American horror story
Accendo la tv. Il ventilatore gira lento sopra la mia testa. Sono sulla vecchia poltroncina in pelle e il sudore mi ci ha fatto appiccicare sopra. Il notiziario apre con gli States in primo piano. C’è lui, “Mister President”, col suo bel parrucchino color diarrea.
Un riccone che voleva diventare presidente degli Stati Uniti a tutti i costi e ha smosso mezzo mondo per riuscirci.
Sono contento di non abitare più lì. E quello che vedo dalle immagini mi da conferma di questo. Hanno ucciso un altro negro. Una gang di poliziotti lo ha ammazzato in strada sotto gli occhi dei passanti. Lo hanno soffocato, in quattro addosso alla sua gabbia toracica e alla sua gola.
Ma mica è la prima volta! E non sarà nemmeno l’ultima.
Il motivo è predominare sui negri. I bianchi sono rimasti aggrappati ai secoli scorsi quando dalle loro belle abitazioni davano ordini ai loro schiavi disseminati nelle piantagioni.

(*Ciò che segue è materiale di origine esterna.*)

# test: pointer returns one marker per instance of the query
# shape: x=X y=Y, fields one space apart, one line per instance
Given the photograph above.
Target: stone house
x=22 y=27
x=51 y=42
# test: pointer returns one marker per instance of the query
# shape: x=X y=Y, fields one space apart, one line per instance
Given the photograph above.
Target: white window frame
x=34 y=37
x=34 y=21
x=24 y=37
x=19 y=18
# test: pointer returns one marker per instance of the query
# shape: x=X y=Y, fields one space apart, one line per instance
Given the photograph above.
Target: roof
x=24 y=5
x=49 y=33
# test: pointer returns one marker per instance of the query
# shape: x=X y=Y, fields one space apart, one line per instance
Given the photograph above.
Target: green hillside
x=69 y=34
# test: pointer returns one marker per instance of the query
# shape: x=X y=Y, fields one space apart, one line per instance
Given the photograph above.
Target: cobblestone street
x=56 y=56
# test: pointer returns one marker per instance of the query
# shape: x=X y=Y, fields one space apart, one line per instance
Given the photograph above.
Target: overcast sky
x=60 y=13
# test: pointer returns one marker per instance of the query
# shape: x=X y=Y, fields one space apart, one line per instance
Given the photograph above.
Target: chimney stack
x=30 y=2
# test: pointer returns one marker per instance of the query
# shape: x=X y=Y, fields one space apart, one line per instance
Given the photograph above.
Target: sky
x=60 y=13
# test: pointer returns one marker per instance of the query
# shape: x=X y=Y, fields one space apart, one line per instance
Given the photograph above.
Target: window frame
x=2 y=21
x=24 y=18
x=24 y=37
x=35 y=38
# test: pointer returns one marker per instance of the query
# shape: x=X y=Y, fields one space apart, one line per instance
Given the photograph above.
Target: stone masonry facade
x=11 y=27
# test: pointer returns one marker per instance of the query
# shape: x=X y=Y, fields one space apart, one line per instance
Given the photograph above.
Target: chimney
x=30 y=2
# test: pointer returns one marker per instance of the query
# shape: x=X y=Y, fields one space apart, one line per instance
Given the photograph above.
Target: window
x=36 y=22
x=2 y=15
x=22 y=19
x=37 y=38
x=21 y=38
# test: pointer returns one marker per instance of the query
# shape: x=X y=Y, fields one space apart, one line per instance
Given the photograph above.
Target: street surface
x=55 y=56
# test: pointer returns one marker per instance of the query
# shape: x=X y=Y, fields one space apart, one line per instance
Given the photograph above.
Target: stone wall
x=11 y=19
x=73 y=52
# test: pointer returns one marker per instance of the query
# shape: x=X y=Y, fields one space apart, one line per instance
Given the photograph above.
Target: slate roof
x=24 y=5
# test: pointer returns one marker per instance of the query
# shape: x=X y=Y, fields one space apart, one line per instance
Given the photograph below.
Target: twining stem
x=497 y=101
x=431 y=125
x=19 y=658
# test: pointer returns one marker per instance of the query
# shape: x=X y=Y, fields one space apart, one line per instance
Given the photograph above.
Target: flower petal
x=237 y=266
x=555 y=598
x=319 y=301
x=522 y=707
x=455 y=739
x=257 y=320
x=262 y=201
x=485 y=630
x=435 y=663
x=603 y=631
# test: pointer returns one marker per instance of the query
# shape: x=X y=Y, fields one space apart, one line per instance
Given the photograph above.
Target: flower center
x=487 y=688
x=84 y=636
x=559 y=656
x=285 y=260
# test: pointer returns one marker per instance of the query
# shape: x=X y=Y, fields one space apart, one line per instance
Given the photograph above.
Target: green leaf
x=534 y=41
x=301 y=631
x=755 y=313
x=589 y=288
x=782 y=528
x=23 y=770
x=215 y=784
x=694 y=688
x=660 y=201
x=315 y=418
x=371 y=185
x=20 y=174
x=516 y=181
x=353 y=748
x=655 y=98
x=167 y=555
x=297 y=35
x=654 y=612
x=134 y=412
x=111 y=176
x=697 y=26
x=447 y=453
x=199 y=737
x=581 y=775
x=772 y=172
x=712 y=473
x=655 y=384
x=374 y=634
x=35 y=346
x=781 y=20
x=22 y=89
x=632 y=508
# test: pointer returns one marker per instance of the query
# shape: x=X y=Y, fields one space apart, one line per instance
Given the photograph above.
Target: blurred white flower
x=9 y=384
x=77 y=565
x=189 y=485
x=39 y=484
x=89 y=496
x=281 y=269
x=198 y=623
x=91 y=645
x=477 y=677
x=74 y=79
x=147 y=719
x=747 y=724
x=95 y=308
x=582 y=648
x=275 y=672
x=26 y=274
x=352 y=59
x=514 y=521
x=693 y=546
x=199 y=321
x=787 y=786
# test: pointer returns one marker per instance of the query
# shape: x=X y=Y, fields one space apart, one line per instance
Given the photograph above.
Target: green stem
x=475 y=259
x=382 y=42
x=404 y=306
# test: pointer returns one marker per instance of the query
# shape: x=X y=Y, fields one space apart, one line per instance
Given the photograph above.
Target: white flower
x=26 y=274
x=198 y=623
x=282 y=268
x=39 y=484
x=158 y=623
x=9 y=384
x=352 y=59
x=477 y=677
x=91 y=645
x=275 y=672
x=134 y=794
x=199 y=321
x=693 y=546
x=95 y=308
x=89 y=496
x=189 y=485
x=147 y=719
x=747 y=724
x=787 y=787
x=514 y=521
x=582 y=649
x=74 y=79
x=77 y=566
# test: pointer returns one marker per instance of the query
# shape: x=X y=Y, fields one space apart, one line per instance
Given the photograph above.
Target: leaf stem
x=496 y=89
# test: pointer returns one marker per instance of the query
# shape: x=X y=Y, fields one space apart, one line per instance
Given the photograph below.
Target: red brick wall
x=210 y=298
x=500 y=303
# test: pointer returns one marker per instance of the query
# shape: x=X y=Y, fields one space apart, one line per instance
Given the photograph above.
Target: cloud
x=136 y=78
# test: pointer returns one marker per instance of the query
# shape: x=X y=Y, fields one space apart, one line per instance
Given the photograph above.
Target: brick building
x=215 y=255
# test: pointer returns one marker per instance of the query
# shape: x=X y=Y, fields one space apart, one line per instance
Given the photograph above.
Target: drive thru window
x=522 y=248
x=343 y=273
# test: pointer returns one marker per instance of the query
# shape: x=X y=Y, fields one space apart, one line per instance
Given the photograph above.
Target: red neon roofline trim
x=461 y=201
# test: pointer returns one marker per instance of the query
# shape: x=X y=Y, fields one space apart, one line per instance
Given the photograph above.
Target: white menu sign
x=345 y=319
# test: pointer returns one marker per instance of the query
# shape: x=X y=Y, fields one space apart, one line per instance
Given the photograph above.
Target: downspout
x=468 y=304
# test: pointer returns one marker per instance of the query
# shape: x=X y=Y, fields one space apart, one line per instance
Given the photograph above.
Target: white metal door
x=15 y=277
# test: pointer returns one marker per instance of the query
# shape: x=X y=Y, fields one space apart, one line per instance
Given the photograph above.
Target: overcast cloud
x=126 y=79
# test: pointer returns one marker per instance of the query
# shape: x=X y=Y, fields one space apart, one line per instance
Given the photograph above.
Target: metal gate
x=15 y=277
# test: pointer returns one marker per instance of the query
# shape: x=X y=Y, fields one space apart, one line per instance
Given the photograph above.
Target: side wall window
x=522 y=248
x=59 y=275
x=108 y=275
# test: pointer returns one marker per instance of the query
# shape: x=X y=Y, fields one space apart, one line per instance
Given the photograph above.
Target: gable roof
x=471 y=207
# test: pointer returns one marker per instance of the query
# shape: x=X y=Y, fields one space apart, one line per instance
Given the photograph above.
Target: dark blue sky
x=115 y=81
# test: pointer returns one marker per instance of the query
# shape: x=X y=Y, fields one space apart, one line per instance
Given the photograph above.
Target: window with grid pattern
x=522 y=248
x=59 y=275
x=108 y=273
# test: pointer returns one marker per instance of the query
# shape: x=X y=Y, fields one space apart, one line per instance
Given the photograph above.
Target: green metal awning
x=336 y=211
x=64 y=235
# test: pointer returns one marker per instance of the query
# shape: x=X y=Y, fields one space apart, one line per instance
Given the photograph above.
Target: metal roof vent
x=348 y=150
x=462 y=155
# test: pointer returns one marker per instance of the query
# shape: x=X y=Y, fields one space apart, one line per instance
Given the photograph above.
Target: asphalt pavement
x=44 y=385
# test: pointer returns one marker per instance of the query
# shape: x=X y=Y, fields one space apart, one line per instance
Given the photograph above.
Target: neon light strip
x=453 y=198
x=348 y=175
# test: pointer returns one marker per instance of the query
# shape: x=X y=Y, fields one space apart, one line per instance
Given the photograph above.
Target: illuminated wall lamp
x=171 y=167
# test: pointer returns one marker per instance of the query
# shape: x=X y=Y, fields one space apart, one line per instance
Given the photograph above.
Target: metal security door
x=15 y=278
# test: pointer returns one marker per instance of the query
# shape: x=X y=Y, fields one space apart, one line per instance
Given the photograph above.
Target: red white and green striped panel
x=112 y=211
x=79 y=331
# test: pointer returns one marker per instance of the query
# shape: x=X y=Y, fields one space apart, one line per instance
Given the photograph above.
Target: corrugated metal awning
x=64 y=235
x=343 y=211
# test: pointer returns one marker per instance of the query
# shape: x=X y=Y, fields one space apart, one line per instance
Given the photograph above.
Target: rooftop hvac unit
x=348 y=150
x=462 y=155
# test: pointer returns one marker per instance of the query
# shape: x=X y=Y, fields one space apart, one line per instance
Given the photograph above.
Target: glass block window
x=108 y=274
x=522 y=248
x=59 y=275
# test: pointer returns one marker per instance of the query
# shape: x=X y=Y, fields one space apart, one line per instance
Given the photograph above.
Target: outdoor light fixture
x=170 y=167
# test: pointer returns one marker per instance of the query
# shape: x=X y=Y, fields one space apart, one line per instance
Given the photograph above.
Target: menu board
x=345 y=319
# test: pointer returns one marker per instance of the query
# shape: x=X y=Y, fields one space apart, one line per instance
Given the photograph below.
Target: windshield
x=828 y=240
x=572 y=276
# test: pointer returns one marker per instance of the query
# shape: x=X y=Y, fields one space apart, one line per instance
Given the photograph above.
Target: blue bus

Alcuni di loro adesso si sono tolti di dosso gli abiti d’epoca e si sono messi la divisa della polizia e vanno in giro a giocare al gatto col topo.
Li schiacciano come blatte che salgono dalle fogne e gli infestano casa. Che poi mi hanno sempre fatto ridere perché chi può dire chi sia arrivato per primo tra i due? E se dovessi trovare il prototipo di razza americana, quale sarebbe? Un mezzo francese, un quarto inglese e un quarto irlandese? O uno scozzese, mezz’ebreo, mezzo tedesco e con nonno polacco? Però rivendicano di essere americani!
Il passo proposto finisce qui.